GridHype.ID - Belakangan ini angka kasus Covid-19 di Indonesia kian meningkat.
Bahkan virus corona varian Delta diketahui juga sudah menyerang di beberapa wilayah di Tanah Air.
Akibatnya lonjakan kasus Covid-19 semakin meluas di banyak wilayah.
Karena lonjakan kasus tersebut, pemerintah mengeluarkan kebijakan pemberlakuan pembatasan kegiatan masyarakat (PPKM).
Ya, sejak kemarin (22/6/2021), kebijakan PPKM skala mikro untuk mengatasi lonjakan kasus Covid-19 sudah berlaku hingga 5 Juli 2021 nanti.
Padahal, sebelumnya banyak ahli mengingatkan bahwa yang dibutuhkan Indonesia saat ini adalah pembatasan sosial berskala besar (PSBB) ketat.
Usulan PSBB disarankan oleh lima perhimpunan profesi dokter, yakni Perhimpunan Dokter Paru Indonesia (PDPI), Perhimpunan Dokter Spesialis Penyakit Dalam Indonesia (Papdi), Ikatan Dokter Anak Indonesia (IDAI), Perhimpunan Dokter Spesialis Anestesiologi dan Terapi Intensif Indonesia (Perdatin), serta Perhimpunan Dokter Spesialis Kardiovaskuler Indonesia (Perki).

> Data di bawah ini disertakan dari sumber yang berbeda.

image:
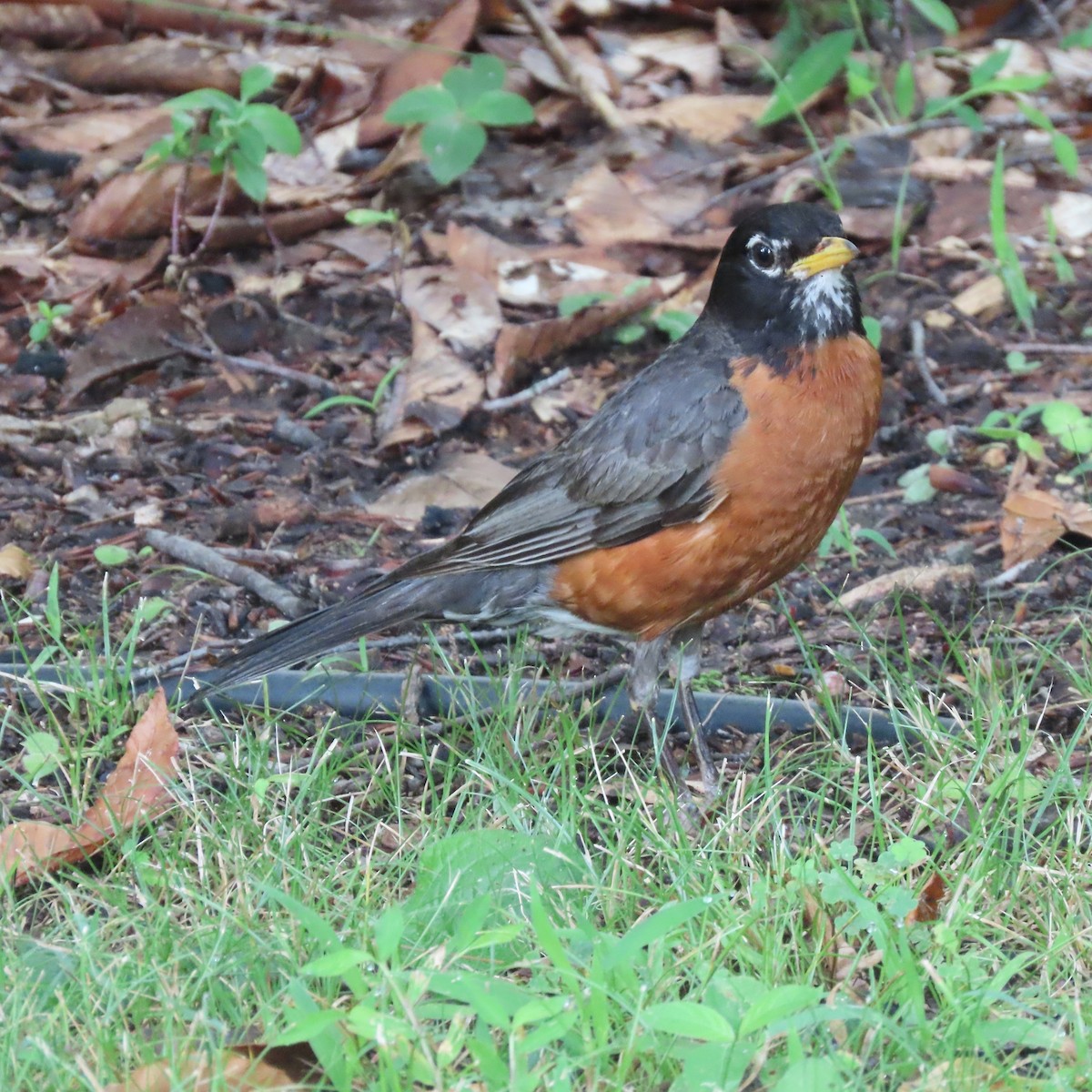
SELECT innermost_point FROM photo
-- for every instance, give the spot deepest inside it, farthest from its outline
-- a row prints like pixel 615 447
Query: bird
pixel 707 478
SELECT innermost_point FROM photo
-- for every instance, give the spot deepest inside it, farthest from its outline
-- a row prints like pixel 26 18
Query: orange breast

Ahli epidemiologi Universitas Airlangga (Unair) Surabaya, Dr dr Windhu Purnomo, pun menegaskan, yang dibutuhkan Indonesia saat ini PSBB, bukan PPKM mikro yang disebutnya jelas tidak efektif.
Sebelumnya, Windhu menerangkan bahwa harapan Jokowi agar herd immunity segera tercapai masih sangat jauh.
Hal itu karena kita menghadapi dua tantangan besar.
Pertama, kesediaan vaksin yang sangat terbatas dan jauh dari kebutuhan saat ini.
Kedua, adanya varian virus corona yang terus berkembang dan lebih menular.
Kepada Kompas.com, Windhu mengatakan bahwa mengandalkan vaksinasi saja tidak cukup.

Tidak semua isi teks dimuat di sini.